Spirit of '76 (1905), a film reenactment by Billy Bitzer

- The 1931 film Alexander Hamilton featured a live-action recreation of the painting at both the beginning and the end credits.
- The cover of the July 1939 issue of Mickey Mouse Magazine featured a parody of the painting with Mickey Mouse, Donald Duck, and Goofy substituted for the soldiers. The art was adapted by Disney in 1975 as part of the logo for America on Parade at Disneyland and Walt Disney World. It was the basis for the design of the opening float in the parade.
- The figures from the painting can be seen in the 1939 Merrie Melodies short Old Glory.
- The final scene of the 1950 Merrie Melodies short Bunker Hill Bunny, starring Bugs Bunny and Yosemite Sam, parodies the painting.
- On the 1961 comedy album Stan Freberg Presents the United States of America Volume One: The Early Years, the track "Yankee Doodle Go Home (Spirit of '76)" features the "hip" fife player and younger drummer objecting to the "square" playing of the older drummer.

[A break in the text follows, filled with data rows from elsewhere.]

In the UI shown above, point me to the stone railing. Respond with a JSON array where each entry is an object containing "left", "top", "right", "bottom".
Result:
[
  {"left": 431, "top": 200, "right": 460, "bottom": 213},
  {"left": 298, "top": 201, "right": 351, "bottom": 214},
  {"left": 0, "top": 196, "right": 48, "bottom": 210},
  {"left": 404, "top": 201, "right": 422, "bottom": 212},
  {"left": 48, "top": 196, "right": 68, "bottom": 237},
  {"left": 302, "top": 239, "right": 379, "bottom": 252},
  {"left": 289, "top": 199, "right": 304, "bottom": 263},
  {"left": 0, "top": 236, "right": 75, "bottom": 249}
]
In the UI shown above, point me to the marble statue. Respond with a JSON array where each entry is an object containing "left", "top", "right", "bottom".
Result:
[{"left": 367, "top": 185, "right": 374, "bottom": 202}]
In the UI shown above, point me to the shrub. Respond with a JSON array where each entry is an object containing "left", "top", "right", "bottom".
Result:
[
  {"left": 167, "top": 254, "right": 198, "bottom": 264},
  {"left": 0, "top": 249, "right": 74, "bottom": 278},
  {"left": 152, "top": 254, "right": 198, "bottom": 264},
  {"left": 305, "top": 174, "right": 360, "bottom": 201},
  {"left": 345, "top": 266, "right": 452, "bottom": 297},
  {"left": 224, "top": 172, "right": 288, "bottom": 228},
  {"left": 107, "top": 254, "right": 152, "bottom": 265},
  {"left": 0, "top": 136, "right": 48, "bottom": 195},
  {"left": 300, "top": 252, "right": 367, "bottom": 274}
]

- In the 1963 World War II film The Great Escape, Hilts (Steve McQueen) and Hendley (James Garner) are seen celebrating the 4th of July in a Nazi German POW camp. They wake up the camp in the morning by playing of "Yankee Doodle" and are dressed similarly to the characters in the painting.

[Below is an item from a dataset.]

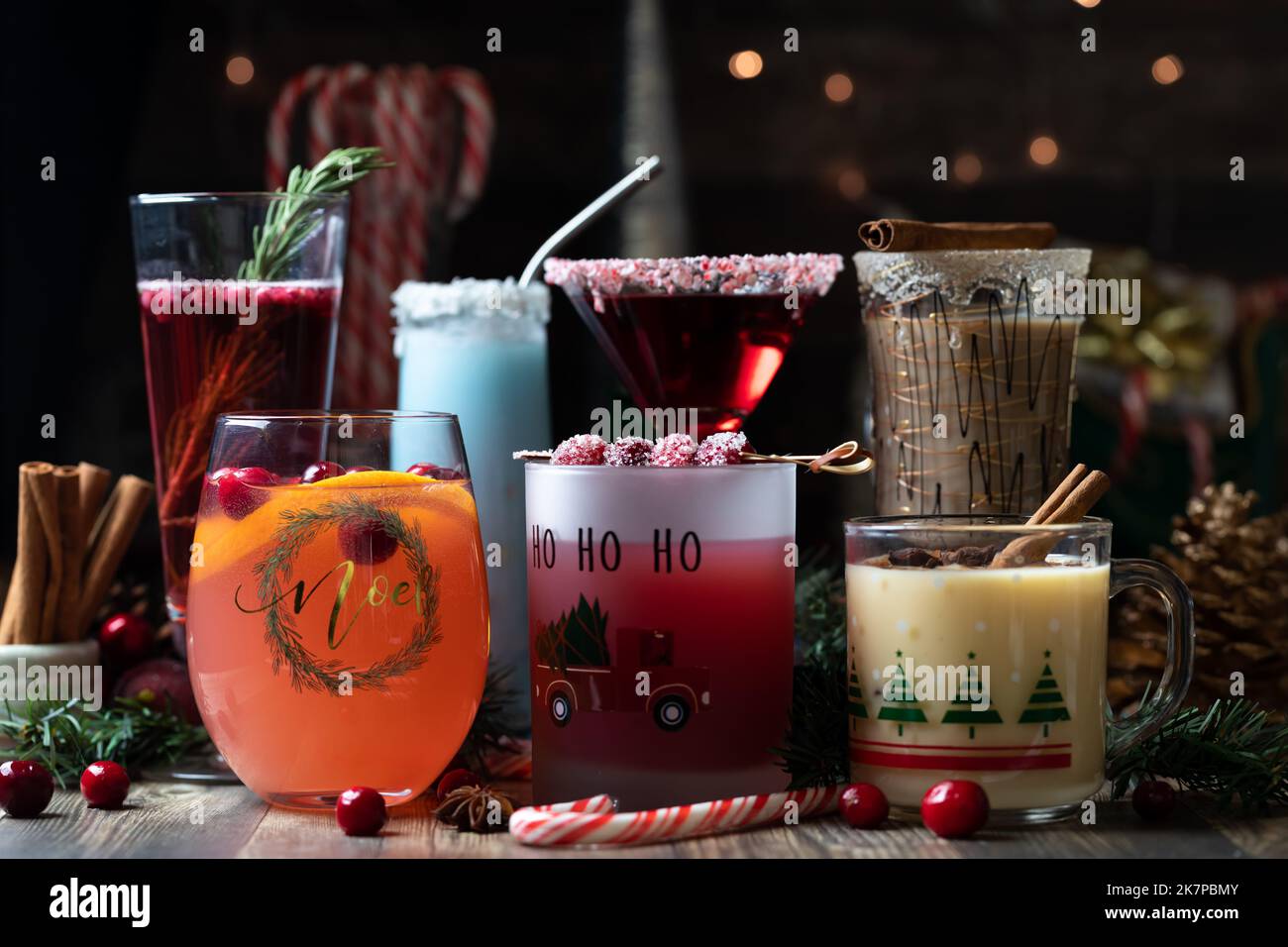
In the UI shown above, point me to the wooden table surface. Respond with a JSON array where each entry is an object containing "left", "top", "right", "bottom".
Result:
[{"left": 0, "top": 783, "right": 1288, "bottom": 858}]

- Kurt Vonnegut referred to the painting in his 1969 novel Slaughterhouse-Five, in a passage where the protagonist, Billy Pilgrim, walks through a POW camp near Dresden. Billy is thus described: "Billy was carrying his little coat as though it were a lady's muff. It was wrapped around and around his hands. He was the central clown in an unconscious travesty of that famous oil painting, The Spirit of '76."
- On January 1, 1976, the U.S. Postal Service issued three commemorative stamps based on the painting as part of the Bicentennial celebration. The triptych se-tenant postage stamps, titled Spirit of '76 were issued in sheets of fifty and denominated at 13c, which was the domestic letter rate.
- New York hardcore band Warzone used the painting for the cover of their 1996 LP The Sound of Revolution.